Rôle et Leadership

Le leadership selon Berne : le rôle plutôt que la personne.

Cet article a été initialement publié dans le N° 130 des Actualités en Analyse transactionnelle, en Avril 2009.

Dans son introduction à Structure et Dynamique des Organisations et des Groupes, Eric Berne cite le cas de ce « technicien » capable de dépanner une chaudière d’un seul coup de marteau. Il y voit comme la métaphore de l’analyste transactionnel dans son travail avec les groupes.
 Ce à quoi son compatriote, l’écrivain américain Mark Twain lui répondait par avance : « Si votre seul outil est un marteau, pour vous tous les problèmes ressembleront à des clous ».
Bien entendu, la métaphore, sous ses deux registres, est caricaturale. Mais elle illustre bien les ambiguïtés et les difficultés que rencontrent les auteurs et les praticiens du leadership : les leaders sont-ils innés ou se « fabriquent-ils » ? Faut-il avoir, comme l’Evhémère de Berne, des qualités tout à fait exceptionnelles, ou peut-on patiemment apprendre à devenir un leader ? Au sein d’une organisation, tout un chacun peut-il, à son niveau, aspirer à devenir un leader (fût-ce un « leader à faible rayon d’action ») ou bien les leaders restent-ils au fond des exceptions ? En quoi la réflexion de Berne nous-aide-t-elle et en quoi est-elle inachevée ?
Berne a énoncé une théorie assez originale du leadership. Mais en quoi diffère-t-elle des théories et recherches dominantes sur le sujet ? D’où lui venaient ses idées? Quelles conséquences les analystes transactionnels d’aujourd’hui doivent-ils en tirer ?

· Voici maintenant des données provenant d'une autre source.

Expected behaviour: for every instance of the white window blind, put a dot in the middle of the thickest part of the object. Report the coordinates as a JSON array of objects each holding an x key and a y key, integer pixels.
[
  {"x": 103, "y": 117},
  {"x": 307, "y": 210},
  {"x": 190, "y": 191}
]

1/  Eric Berne : une idée conception originale du leadership.
 
 La première idée originale c’est l’articulation du leadership et de la culture (le canon) au sein du concept d’autorité. Ce lien n’est certes pas unique, mais il demeure assez rare dans la littérature consacrée aux organisations. Il demeure tout à fait central, et c’est sans doute un point d’appui fort pour les analystes transactionnels.

La seconde idée renforce cette légitimité fondée sur l’autorité en indiquant que le critère ultime, la présomption irréfragable de l’existence du leadership, c’est « la responsabilité et le droit de sanctionner et récompenser, et …la capacité à agir [de ce point de vue de sanctionner et de récompenser] irrévocablement ». Pour se faire mieux comprendre encore (et là Berne y va un peu fort !), il mentionne que dans l’histoire « les grands leaders ont toujours été capable de tuer ou d’être tués ».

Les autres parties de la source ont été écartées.